Era hermanastro del gran Mohamed V, y su madre, Mariam, consiguió que una noche de Ramadán, en pleno verano, en mitad del calor, y en mitad de este mismo patio, usurpase su hijito (no tan pequeño: tenía veinte años) el trono de Granada.
—Pues, además de entronizarlo, esa Mariam pudo haberlo educado mejor: Ismail, según tengo entendido, era gordo, grosero, lleno de tics y, aparte de las trenzas, no se cuidaba nada de su aspecto exterior.
Nasim se echó a reír palmeándome la espalda.
—De todas formas, vigila a las madres del harén: son más poderosas de lo que parecen, y tienen demasiado tiempo libre para trapichear.
Aunque, sean ellas como sean, tú serás un buen príncipe heredero.
Apostaré por ti.
Pero antes de que yo dejara de percibir la presión de su mano y percibiera la proximidad del visir Benegas, Nasim se había volatilizado.
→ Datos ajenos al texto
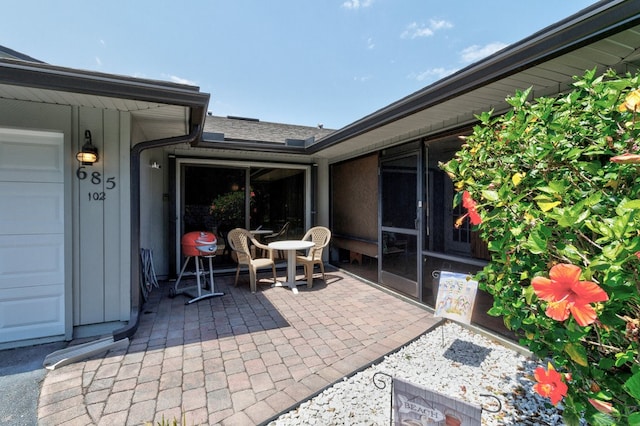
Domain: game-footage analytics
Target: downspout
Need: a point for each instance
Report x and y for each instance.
(132, 325)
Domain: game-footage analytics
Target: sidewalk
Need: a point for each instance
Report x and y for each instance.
(238, 359)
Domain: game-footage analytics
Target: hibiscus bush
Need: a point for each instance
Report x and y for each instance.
(553, 187)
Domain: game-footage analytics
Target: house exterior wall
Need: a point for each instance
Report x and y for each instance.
(97, 212)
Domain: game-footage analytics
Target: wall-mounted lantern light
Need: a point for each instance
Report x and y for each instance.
(89, 153)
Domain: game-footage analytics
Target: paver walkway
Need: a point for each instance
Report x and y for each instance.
(238, 359)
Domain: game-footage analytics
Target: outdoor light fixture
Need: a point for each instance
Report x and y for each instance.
(89, 153)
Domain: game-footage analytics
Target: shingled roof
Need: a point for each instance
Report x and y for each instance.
(241, 129)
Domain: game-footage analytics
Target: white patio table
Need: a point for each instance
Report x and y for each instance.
(290, 246)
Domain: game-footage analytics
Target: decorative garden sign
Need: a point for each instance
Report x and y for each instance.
(456, 296)
(417, 406)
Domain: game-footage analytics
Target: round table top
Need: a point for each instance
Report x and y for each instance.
(261, 231)
(291, 245)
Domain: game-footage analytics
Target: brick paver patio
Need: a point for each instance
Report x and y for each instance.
(238, 359)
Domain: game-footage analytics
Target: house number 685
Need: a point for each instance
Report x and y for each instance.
(96, 178)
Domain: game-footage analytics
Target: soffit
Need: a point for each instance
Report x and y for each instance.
(155, 120)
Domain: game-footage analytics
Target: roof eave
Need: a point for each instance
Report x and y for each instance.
(590, 25)
(44, 76)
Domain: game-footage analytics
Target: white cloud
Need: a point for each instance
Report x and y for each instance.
(362, 79)
(356, 4)
(475, 53)
(432, 74)
(181, 80)
(415, 30)
(440, 25)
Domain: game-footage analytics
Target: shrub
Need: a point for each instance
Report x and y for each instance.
(555, 187)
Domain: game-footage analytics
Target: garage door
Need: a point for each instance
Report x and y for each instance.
(31, 234)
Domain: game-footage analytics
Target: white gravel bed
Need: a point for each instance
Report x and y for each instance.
(450, 360)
Cuando hace un año avanzaba yo por el patio de Comares hacia el Salón del Trono el día de mi boda, intenté ver de reojo el séquito que acompañaba a Moraima al otro lado de la alberca. Tanto me esforcé, que di un tropezón contra uno de los portadores de las pértigas floridas. Entre los invitados brotó un murmullo de simpatía, ya que advirtieron el porqué. En primera fila de los espectadores, a unos pasos de mí, con la misma cara de niño grande de antes, mucho mejor vestido -incluso demasiado-, más erguido si cabe, descubrí a Nasim. ‘Está de Dios -pensé-, que mis relaciones con él vayan de tropiezo en tropiezo.’ Al verlo me invadió una ambigua impresión: él o yo estábamos traicionándonos, no sé si el uno al otro o cada uno a sí mismo. Y pensé también: ‘De no haber nacido príncipe, mi vida habría sido por una parte más aburrida, pero mucho más divertida por otra’. Y concluí: ‘Antes de morir, me gustaría ser una vez yo mismo. Pero qué difícil... O quizá ya lo he sido, en algún momento, y no me he dado cuenta, y ni siquiera guardo la memoria de ello, ni la memoria de cuándo pudo ser’.
Por un instante me conmovió una tristeza anónima similar a la del día del harén.
Nasim se inclinó en una exagerada reverencia. A punto de sobrepasarlo, oí su voz.
—Sigues siendo un magnífico príncipe heredero. No cabe otro mejor. Apostaré por ti.